The bridge of her nose now featured an endearing streak of mud. Wisps of her hair had slowly wormed their way out of the pristine wimple. It looked as if a wild orange cat perched atop her head, eager to escape its linen prison. He itched to tug the cloth off, to see her brilliant tresses pour down like liquid copper in the sun.
She was humming again, an innocuous roundelay this time, as she shook a linen cloth out briskly, letting it float down to the sod in a large square.
“Sit,” she directed, doing so herself.
He hesitated, but the faint rumbling in his stomach made his decision for him. He sank down upon the blanket, tucking the cassock austerely about his legs.
She plunged the basket down before him, grinning. He looked at it, then at her.
“Well, take it out.” She chuckled, wiggling her adorable toes in the sunshine.
He turned his attention to the bundles of food tucked into the basket. The smells were divine. Despite his misgivings, he began to feel like a child with Christmas packages as he unwrapped fish and shrimp, bread and preserved fruit. Soon, the tablecloth was spread with flagons of wine and platters of food piled high enough for a small retinue.
“I’ll wager you haven’t tasted the like in some time,” she said with a wink.
It was true. Monastery fare was simple and monotonous. He hadn’t eaten bread this fine since he lived at Castle de Ware. The claret trickled, deliciously cool, down his throat. But his appetite was not as robust as it had once been.

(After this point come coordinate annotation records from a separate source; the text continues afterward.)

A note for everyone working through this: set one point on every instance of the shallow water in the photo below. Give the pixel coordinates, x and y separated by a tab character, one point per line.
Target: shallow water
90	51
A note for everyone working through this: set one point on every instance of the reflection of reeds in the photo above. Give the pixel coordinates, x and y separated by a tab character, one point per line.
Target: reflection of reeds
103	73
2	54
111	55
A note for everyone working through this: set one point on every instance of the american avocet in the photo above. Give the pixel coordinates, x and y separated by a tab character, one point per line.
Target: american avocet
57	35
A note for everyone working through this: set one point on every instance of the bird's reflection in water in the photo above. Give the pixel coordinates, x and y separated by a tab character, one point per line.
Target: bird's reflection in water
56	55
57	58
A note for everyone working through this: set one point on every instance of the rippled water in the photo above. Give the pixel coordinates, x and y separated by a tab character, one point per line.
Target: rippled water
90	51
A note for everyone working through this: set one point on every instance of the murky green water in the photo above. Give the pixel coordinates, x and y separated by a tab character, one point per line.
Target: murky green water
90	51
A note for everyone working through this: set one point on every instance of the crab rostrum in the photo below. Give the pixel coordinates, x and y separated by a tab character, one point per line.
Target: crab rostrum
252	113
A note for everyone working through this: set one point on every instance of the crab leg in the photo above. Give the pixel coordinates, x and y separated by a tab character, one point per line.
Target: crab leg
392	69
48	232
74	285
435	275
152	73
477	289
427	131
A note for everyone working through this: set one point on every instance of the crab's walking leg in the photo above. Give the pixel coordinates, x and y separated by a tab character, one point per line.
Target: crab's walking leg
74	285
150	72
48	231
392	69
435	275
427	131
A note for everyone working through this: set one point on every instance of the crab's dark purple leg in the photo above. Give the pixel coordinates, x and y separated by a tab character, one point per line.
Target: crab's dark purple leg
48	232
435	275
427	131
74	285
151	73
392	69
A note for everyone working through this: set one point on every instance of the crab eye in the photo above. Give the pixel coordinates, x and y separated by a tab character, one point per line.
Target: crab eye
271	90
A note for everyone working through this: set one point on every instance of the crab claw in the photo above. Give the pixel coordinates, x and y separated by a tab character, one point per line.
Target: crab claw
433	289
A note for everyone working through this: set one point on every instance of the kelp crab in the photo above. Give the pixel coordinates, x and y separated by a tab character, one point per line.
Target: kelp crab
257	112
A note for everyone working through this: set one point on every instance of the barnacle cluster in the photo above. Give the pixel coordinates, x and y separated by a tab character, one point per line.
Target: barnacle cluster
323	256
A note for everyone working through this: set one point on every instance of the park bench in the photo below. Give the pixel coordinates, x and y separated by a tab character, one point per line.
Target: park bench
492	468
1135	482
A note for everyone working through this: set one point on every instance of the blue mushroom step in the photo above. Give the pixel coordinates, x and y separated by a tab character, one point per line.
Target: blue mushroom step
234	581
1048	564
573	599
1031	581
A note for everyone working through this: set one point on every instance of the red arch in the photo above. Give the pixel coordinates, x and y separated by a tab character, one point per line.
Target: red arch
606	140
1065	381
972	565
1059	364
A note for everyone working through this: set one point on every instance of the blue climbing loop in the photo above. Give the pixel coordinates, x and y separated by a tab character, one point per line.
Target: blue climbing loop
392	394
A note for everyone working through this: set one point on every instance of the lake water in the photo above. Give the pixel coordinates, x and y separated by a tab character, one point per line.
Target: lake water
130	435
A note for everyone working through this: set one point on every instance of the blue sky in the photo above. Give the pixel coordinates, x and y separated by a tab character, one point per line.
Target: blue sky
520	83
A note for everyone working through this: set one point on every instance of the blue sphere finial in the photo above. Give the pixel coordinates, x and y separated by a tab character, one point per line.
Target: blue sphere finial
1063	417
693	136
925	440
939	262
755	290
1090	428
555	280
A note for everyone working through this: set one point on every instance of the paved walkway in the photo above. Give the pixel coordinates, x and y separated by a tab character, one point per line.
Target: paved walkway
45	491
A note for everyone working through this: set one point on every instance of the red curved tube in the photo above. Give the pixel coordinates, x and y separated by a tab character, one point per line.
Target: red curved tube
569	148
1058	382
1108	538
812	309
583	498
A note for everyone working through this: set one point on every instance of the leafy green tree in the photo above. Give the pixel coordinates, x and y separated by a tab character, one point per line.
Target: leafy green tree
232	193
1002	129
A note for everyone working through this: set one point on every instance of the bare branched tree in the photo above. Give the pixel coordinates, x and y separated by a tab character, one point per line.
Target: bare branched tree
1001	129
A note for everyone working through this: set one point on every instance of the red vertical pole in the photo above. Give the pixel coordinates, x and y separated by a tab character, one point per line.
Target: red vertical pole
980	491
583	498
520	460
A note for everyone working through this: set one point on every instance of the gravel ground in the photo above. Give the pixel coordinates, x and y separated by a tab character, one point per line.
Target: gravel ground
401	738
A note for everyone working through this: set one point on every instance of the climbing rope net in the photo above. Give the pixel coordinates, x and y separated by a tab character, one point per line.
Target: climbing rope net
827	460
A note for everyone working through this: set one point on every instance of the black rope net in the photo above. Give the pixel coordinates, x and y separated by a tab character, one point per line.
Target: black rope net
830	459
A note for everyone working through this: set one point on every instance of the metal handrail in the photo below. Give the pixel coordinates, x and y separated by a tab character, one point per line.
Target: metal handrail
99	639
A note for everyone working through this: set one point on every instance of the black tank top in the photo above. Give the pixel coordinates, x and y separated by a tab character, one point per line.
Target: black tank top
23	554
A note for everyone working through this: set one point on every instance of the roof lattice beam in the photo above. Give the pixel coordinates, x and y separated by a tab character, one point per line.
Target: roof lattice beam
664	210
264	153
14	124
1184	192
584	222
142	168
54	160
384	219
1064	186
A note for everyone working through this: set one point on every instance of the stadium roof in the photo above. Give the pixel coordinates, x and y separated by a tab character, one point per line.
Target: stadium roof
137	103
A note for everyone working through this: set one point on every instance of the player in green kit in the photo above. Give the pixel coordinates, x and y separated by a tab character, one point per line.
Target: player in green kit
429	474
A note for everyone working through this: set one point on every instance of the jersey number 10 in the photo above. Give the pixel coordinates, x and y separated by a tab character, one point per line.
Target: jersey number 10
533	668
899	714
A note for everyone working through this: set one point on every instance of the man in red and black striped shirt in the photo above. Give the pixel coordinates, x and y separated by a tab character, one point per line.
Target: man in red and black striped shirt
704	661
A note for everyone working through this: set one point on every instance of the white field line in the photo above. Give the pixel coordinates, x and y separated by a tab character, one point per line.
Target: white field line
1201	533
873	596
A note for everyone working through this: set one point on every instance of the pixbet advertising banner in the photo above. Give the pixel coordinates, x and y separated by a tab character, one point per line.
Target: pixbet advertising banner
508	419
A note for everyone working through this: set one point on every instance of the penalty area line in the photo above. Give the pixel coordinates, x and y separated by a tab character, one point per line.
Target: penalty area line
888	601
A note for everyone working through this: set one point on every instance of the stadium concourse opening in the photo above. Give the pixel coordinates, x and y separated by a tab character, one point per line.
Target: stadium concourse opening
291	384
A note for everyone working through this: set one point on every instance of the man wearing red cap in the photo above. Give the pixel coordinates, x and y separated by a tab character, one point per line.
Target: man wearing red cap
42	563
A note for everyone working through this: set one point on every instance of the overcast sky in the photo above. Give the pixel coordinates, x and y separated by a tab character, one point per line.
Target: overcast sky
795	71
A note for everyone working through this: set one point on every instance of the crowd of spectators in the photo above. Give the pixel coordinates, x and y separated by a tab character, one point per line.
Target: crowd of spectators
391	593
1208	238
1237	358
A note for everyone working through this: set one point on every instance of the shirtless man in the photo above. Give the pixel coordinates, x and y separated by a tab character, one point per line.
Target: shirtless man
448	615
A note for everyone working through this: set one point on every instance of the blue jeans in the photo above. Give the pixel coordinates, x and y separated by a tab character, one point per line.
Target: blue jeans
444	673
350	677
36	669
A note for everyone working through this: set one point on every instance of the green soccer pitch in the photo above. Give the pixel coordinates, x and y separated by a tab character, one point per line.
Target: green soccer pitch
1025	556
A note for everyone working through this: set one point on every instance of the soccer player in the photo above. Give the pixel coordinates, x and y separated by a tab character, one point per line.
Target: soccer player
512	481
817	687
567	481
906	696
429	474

After a small piece of grayling, half an apple tart, and a few figs, he sat back, content to watch her finish.
It was a grave mistake.
She took a dainty bite of a tart with teeth as perfect as a row of pearls, and golden juices trickled down her chin. Her tongue darted out to lap them up, but a smudge remained that begged to be licked off.
Garth averted his eyes, pretending to study a crack in the garden wall. When his gaze was drawn inexorably back, the smudge was thankfully gone.
“I must commend Cook on these tarts,” she said. “I think the pinch of ginger makes all the difference.”
She sipped her wine, her lips a delicate blush against the cold silver as she parted them for the jewel-red liquid. She sampled the candied orange peels with a sigh of rapture, her eyes rolling in undisguised ecstasy as she licked her sticky fingers one by one.
Garth’s thighs tensed. His loins tingled with familiar heat. Did she know what she was doing to him? She’d been a man’s wife. Couldn’t she recognize the signs of desire? His cassock could only hide so much. Hell, he had to leave. Now.
Yet he found he was no more capable of escaping than a galley caught in a whirlpool.
She drained the last of her claret. A drop fell from the cup onto the top of her bosom like a single crimson tear, then trickled down, disappearing beneath the fabric of her kirtle onto her breast. Garth shivered. He could vividly imagine caressing her there. She’d be soft, warm. And the taste of the claret upon her flesh…
He prayed she couldn’t see the erratic rise and fall of his chest as he fought to breathe steadily, couldn’t feel the charge in the air as powerful as a summer storm, nor detect the trembling in his arms as he handed her his empty platter.
He’d never felt so torn. Part of him longed to rest his head in the lap of this woodland nymph, to listen to her sing madrigals, to lie back, sipping claret and gazing up at the budding branches of spring like some spoiled pagan god. But part of him wanted to run headlong back to the chapel, nay, all the way back to the monastery, to shut himself in his cell and never emerge again.